Most of you are probably familiar with 80/20 rule. The rule states that 80% of results come from 20% of causes. In job search this rule is even more extreme. A great search engine can quickly becomes addictive for a head-hunter.

A smashing search engine for the portal can help grow the site so rapidly, so its important to do everything to make search, from good enough to great. If you are starting out, you will need to do more to make an impact.

What makes a good job search engine
Jobs search comes in all shapes and sizes but they share important qualities.

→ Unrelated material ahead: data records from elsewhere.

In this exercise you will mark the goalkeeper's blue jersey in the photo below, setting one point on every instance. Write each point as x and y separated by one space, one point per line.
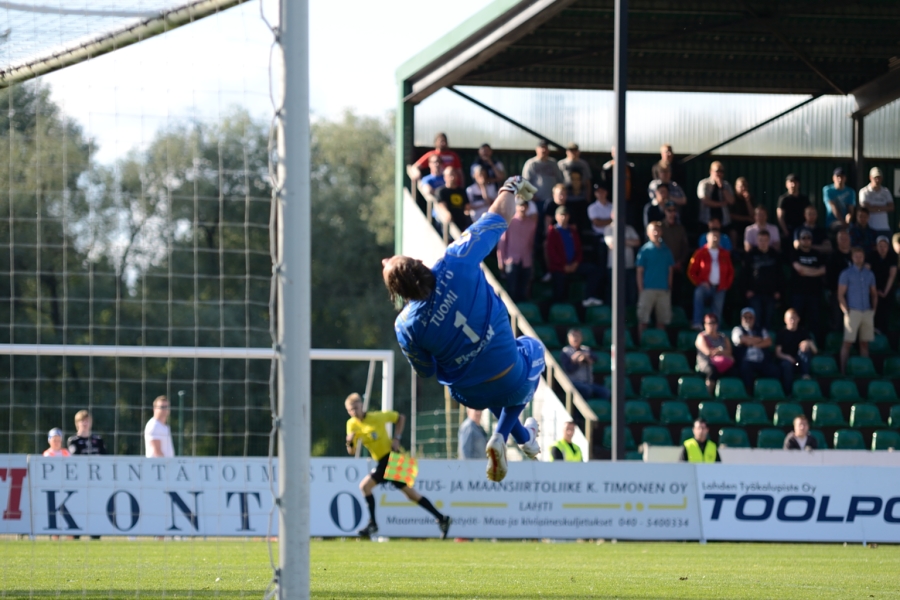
462 331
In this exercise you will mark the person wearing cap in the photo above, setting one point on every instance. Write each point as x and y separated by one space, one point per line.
883 263
790 207
54 438
880 202
752 346
838 199
564 258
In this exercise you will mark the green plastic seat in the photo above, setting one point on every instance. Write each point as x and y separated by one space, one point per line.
531 312
656 436
563 314
860 366
674 363
638 412
848 439
865 414
844 390
714 413
882 391
731 389
751 413
655 339
768 389
826 414
638 363
785 413
600 316
884 439
734 437
692 388
675 412
654 386
770 438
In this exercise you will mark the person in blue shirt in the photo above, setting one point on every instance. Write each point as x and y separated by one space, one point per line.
453 325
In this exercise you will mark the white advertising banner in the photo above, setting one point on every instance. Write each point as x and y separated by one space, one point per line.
795 504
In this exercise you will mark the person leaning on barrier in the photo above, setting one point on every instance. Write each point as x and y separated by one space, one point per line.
699 448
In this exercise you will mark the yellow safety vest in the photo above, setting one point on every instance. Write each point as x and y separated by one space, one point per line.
569 455
694 454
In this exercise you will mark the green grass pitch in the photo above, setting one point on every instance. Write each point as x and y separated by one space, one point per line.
433 569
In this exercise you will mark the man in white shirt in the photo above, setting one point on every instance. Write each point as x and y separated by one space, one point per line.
157 435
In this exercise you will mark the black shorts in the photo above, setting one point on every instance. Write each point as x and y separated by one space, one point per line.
378 473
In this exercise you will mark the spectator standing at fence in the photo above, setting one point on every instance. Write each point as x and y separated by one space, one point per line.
85 442
880 202
158 435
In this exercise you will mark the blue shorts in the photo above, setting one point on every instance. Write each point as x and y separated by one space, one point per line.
513 389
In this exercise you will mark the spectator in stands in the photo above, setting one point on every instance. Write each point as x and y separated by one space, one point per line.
654 279
883 263
861 234
794 350
564 258
632 241
858 297
565 449
760 222
578 363
790 207
764 279
711 271
54 438
699 448
799 438
472 437
821 243
880 202
494 169
751 344
85 442
481 194
715 195
515 251
838 199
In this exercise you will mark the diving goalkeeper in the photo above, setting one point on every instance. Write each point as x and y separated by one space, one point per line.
453 324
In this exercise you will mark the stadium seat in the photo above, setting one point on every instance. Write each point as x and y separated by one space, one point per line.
785 413
531 312
637 363
865 415
768 389
714 413
772 439
654 386
848 439
734 437
638 412
731 389
674 363
675 412
692 388
563 314
826 414
656 436
655 339
751 413
883 439
882 391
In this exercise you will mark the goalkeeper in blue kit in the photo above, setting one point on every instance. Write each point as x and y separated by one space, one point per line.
453 324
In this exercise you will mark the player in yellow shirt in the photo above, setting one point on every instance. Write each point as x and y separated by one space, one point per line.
368 427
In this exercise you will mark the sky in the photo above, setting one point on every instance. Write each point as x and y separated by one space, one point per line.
202 70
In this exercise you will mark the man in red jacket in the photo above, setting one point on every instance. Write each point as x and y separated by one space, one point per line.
563 249
711 271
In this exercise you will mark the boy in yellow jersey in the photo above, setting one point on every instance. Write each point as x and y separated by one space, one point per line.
368 427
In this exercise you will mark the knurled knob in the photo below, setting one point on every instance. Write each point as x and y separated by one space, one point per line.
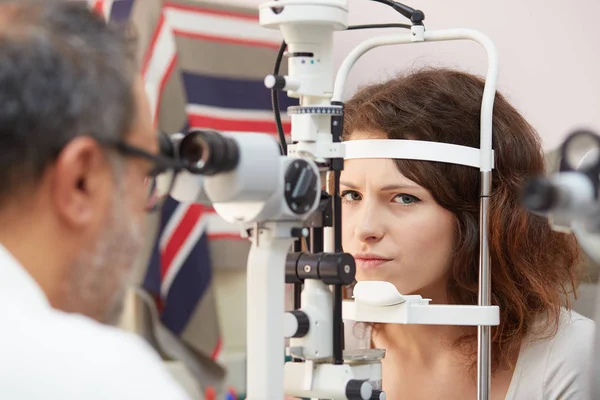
358 390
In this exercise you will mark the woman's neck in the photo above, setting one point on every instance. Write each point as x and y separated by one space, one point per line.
420 343
424 343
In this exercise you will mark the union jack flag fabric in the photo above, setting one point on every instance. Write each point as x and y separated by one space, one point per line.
203 64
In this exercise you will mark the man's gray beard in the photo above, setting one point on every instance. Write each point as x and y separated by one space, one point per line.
100 276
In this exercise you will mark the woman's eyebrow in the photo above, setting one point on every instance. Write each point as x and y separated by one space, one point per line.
384 188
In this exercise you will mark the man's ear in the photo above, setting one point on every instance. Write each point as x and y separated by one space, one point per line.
80 182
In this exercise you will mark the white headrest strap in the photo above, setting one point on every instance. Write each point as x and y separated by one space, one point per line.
413 150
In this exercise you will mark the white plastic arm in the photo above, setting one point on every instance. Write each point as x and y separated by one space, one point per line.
438 36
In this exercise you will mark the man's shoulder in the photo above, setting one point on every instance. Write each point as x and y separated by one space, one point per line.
81 359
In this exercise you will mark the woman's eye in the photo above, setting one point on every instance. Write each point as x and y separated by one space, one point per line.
406 199
350 195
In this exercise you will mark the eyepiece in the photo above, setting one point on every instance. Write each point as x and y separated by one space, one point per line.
208 152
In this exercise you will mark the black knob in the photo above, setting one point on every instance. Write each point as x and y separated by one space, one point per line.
378 395
275 82
300 186
358 390
303 323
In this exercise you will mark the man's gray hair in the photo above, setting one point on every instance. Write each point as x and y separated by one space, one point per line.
64 72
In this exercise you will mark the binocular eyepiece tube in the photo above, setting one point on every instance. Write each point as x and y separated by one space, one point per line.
202 152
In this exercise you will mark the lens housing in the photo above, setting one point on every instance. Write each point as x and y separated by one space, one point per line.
208 152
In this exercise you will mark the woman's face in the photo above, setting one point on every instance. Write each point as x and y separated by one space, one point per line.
394 228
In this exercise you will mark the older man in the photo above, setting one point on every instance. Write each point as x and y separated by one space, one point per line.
77 157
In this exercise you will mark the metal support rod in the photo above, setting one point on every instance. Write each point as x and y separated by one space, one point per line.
316 240
297 286
484 337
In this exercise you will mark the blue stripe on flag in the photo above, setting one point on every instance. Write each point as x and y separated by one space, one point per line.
121 10
188 287
152 280
231 93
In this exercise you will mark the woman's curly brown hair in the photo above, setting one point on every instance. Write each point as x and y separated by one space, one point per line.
534 269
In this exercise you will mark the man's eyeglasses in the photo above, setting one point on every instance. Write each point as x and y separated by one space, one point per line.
161 177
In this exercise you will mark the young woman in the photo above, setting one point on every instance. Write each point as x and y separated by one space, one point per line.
415 224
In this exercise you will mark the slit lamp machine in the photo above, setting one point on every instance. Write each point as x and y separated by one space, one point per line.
273 192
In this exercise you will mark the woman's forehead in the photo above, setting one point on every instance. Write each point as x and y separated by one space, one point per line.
373 172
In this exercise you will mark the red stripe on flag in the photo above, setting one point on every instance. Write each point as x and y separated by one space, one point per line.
221 39
180 234
98 7
217 349
151 47
221 13
221 124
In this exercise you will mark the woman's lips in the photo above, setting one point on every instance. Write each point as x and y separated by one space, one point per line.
370 262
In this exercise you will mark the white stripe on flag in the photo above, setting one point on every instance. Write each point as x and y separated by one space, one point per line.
216 225
161 58
182 255
174 221
233 113
221 26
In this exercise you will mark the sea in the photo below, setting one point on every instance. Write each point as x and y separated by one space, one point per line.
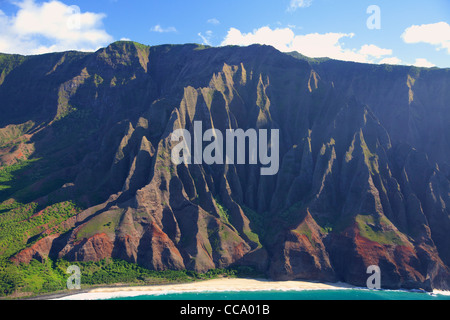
347 294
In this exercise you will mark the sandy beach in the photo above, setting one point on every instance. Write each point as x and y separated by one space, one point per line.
216 285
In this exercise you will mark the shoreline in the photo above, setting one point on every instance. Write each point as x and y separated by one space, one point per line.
205 286
214 285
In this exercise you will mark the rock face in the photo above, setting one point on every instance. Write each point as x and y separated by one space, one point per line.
364 161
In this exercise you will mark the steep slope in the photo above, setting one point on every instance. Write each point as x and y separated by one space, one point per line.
364 164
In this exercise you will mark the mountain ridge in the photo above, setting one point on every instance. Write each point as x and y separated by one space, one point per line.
364 171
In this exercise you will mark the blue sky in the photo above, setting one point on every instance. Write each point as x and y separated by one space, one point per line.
412 32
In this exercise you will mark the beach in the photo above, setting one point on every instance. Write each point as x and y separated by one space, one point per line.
216 285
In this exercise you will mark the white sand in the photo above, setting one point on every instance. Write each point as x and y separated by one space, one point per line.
216 285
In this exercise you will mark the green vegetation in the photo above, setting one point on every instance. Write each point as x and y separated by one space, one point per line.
50 276
372 229
21 222
104 223
256 232
223 212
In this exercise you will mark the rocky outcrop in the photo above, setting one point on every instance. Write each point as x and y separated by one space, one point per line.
364 163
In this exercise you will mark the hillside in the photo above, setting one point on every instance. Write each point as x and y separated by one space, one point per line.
364 176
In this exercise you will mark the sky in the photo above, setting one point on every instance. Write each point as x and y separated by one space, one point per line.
372 31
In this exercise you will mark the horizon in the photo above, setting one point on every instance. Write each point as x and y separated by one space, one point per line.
228 46
377 32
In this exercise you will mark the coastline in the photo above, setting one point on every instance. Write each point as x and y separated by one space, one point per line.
215 285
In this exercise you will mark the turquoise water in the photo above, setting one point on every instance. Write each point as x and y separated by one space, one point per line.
295 295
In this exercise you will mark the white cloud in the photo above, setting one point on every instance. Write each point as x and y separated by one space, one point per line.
160 29
420 62
296 4
207 37
374 51
437 34
312 45
213 21
393 60
51 26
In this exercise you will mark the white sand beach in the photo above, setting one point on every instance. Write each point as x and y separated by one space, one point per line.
216 285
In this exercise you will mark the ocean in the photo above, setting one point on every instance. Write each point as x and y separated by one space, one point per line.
350 294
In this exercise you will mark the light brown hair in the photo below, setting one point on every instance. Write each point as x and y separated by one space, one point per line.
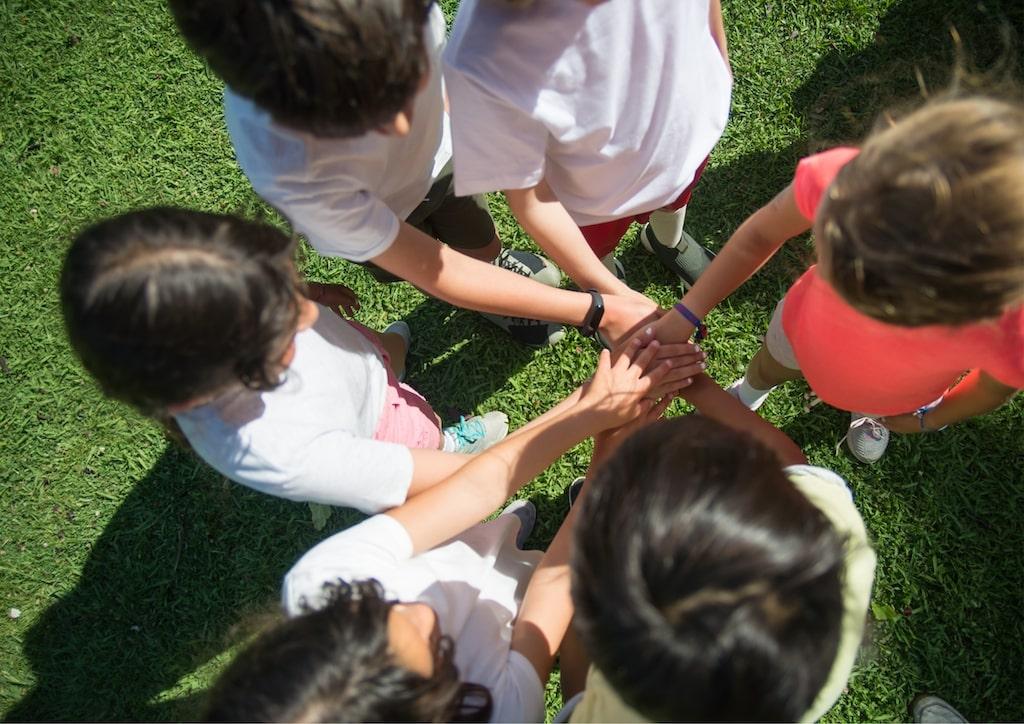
926 225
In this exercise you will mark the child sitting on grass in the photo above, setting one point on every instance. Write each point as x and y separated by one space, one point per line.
201 318
336 112
415 616
716 577
920 239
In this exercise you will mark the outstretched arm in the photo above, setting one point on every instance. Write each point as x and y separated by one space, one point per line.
754 243
615 394
464 282
713 401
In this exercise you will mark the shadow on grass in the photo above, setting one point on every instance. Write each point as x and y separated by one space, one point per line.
185 558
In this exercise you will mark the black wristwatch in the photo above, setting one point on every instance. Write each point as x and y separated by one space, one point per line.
594 315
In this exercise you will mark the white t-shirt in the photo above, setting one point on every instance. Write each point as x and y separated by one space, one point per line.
615 104
346 195
310 438
474 583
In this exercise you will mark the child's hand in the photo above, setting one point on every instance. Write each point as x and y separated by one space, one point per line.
622 391
624 315
333 296
607 441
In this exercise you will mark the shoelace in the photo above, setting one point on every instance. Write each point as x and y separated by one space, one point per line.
875 429
467 431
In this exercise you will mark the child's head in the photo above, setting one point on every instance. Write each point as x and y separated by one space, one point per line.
167 306
332 68
926 225
707 587
359 658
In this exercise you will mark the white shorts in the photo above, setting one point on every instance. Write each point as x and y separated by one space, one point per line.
777 343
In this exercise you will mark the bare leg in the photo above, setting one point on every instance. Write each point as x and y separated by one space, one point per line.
765 372
394 345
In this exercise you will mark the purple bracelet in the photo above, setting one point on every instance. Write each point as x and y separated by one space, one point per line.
697 323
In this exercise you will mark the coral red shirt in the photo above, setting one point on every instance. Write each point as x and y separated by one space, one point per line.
856 363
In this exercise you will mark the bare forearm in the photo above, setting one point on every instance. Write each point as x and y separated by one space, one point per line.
751 246
480 486
547 607
449 274
713 401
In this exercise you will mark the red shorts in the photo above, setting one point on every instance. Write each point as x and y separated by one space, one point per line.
603 238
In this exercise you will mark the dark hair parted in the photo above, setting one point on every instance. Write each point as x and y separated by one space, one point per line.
334 665
332 68
926 225
707 587
166 305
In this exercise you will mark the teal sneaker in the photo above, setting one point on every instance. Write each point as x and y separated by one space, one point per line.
475 433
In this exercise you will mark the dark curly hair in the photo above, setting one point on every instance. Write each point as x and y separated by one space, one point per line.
334 665
166 305
332 68
707 587
926 225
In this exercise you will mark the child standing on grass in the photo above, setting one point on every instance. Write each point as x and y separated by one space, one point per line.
337 115
716 576
590 116
415 616
202 318
920 279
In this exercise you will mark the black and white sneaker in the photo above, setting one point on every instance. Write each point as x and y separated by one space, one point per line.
532 333
526 264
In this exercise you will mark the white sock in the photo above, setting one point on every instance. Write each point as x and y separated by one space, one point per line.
668 226
752 396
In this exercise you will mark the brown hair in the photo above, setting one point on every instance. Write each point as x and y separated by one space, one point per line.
332 68
166 305
926 225
335 664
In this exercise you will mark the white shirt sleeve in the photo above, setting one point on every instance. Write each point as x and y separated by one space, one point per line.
354 225
371 550
496 145
518 696
333 468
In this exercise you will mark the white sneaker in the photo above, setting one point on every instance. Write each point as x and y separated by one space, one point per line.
733 391
476 433
866 438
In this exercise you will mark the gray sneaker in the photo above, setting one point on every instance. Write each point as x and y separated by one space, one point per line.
532 333
476 433
866 438
526 512
932 710
687 259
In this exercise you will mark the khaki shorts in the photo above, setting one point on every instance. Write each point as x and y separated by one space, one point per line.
460 221
777 343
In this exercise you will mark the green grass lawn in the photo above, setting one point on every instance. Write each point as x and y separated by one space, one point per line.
137 569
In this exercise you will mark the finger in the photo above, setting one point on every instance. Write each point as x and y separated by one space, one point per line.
672 350
628 353
645 358
671 388
658 410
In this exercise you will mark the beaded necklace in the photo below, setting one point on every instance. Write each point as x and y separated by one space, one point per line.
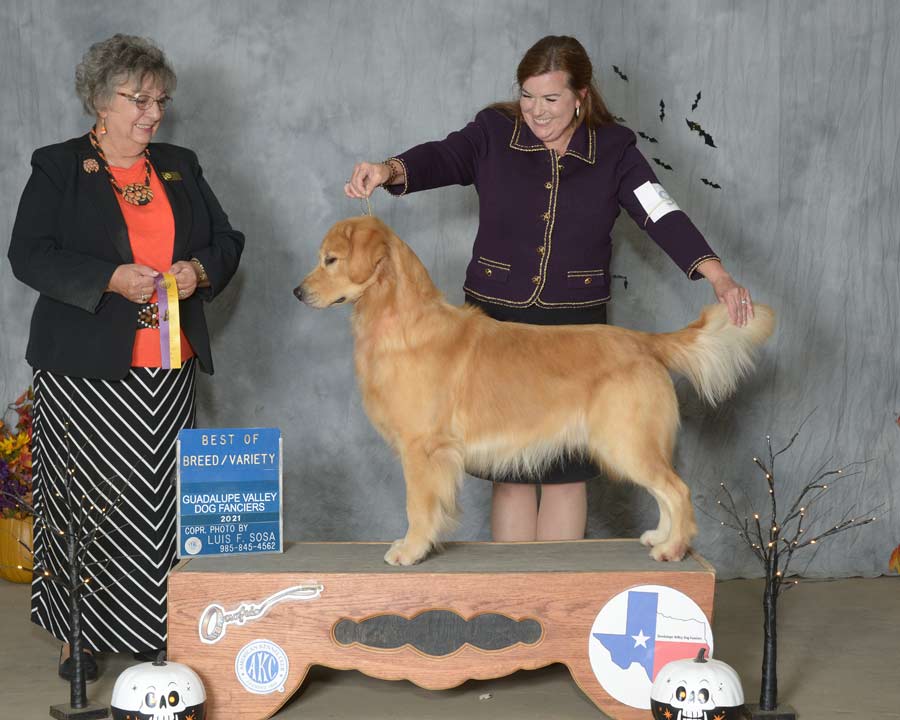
134 193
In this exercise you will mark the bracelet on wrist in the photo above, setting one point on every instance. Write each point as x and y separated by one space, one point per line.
392 176
202 277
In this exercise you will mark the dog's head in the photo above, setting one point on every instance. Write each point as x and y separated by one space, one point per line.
349 259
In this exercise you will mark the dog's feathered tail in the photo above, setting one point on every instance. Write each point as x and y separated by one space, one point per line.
712 352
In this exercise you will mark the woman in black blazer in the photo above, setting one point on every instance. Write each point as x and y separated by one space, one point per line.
109 228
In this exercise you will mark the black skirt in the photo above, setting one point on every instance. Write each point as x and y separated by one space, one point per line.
562 470
124 432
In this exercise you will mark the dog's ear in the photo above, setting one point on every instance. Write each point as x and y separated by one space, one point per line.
368 247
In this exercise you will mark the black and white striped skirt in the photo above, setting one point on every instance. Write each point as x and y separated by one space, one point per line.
124 432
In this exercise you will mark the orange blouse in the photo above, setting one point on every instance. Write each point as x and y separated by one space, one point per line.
151 232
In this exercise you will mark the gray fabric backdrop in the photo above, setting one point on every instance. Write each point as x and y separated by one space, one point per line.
279 99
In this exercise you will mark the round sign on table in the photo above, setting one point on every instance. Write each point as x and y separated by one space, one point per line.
638 632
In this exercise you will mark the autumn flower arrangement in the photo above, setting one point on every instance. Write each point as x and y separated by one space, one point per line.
15 458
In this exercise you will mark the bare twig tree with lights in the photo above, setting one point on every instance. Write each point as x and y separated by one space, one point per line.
86 519
774 542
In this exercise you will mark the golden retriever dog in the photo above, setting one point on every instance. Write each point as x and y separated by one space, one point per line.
453 390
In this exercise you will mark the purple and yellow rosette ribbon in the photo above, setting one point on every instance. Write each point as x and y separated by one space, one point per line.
169 321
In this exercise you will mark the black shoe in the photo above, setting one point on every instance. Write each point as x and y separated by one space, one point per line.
67 667
148 655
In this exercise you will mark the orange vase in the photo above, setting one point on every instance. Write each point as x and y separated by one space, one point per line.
12 554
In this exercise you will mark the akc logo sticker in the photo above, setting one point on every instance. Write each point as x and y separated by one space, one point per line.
262 667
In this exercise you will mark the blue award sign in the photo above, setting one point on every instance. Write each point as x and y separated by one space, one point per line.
229 491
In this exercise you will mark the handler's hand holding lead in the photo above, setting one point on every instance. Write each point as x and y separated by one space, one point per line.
365 178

  • Simple The search engine needs to be simple to use. Complex forms are disturbing. The level of complexity could be viewed if required. Instead of bringing up 40 inputs in one go, a logical set of related fields could be made hidden or visible according to user input.
  • Fast The search data can become large, yet being able to sail through it to provide the relevant. Faster search allows user to run more searches and refine search better.
  • Saved Search Being able to define a query and run it frequently is a great option. Many individuals look for same kind of profile over and over, looking up most relevant resumes.
  • Sub-query Being able refine query and search through set made through previous search. An individual for example searched for Java and from the result set of that query find person who also happens to be well versed with C++.

Using Lucene
Lucene is open source search engine backend library. Lucene could be used for indexing GBs of data.

Lucene Indexes
Lucene stores data in a search index. Lucene is index is very similar to ‘Index’ section of a book. Lets assume 4 documents containing various set of words.

Normal index
Doc1 – Software Engineer, Java, C++
Doc2 – Sales, Tele-Sales
Doc3 – HR, Headhunting
Doc4 – Sales, Manager

Inverted Index
C++ – Doc1
Headhunting – Doc3
HR – Doc3
Java – Doc1
Manager – Doc4
Sales – Doc2, Doc4
Software Engineer – Doc1
Tele-Sales – Doc2

Lucene uses inverted index which as you can see is easy to lookup for a word ‘Tele’. We can quickly work out Doc2 contains it. In normal index all documents would be needed to be read to get to same conclusion. Lucene indexes are FAST

Storing data in indexes
While fast, indexes can be bogged down in case, those are not used correctly. Lucene indexes gives five options for field type to store the search data

  • String field type is used for keyword identifiers. Most pertinent usage is for proper nouns which independently identify a context. Someones name, location, job profile.
  • Numeric field is bunch of field types. One could store them as text version of number. But best option is to convert into string numeric type. Doing this means, lucene changes the number into morphologically ordered text making querying fast.
  • Date field should be stored with DateField class, which converts date/time into YYYYMMDDHHMMSS form which speeds up morphological search and range queries.
  • SortField field is a tricky business. A good example of SortField is to use it when search requires sorting other than relevance based like date of resume posted.
  • Text field is where heart and soul of lucene rests. Text fields are just large unstructured text which could be analyzed using various analysis sequences in lucene and indexed. This allows you to run full text query of these fields. What is of vital importance is to find analysis sequence which best suits your domain. If minimal analysis is used the index can become large and irrelevant, if its made to be too aggressive, it can leave blind spots on important search terms.

You can also set flags on fields which tells lucene how to treat the field.

  • Stored should be set to True in case a field needs to be displayed.
  • Indexed should be set to True in case a field needs to be search-able.
  • Tokenized should be set to True in case a field needs to go through analysis process before indexing
  • Compressed should be set to True if the field need to be compressed on disk. Lucene can search through compressed fields

Although it does not fulfill all the areas but Lucene provides a great starting point for a smashingly great search engine component for job search.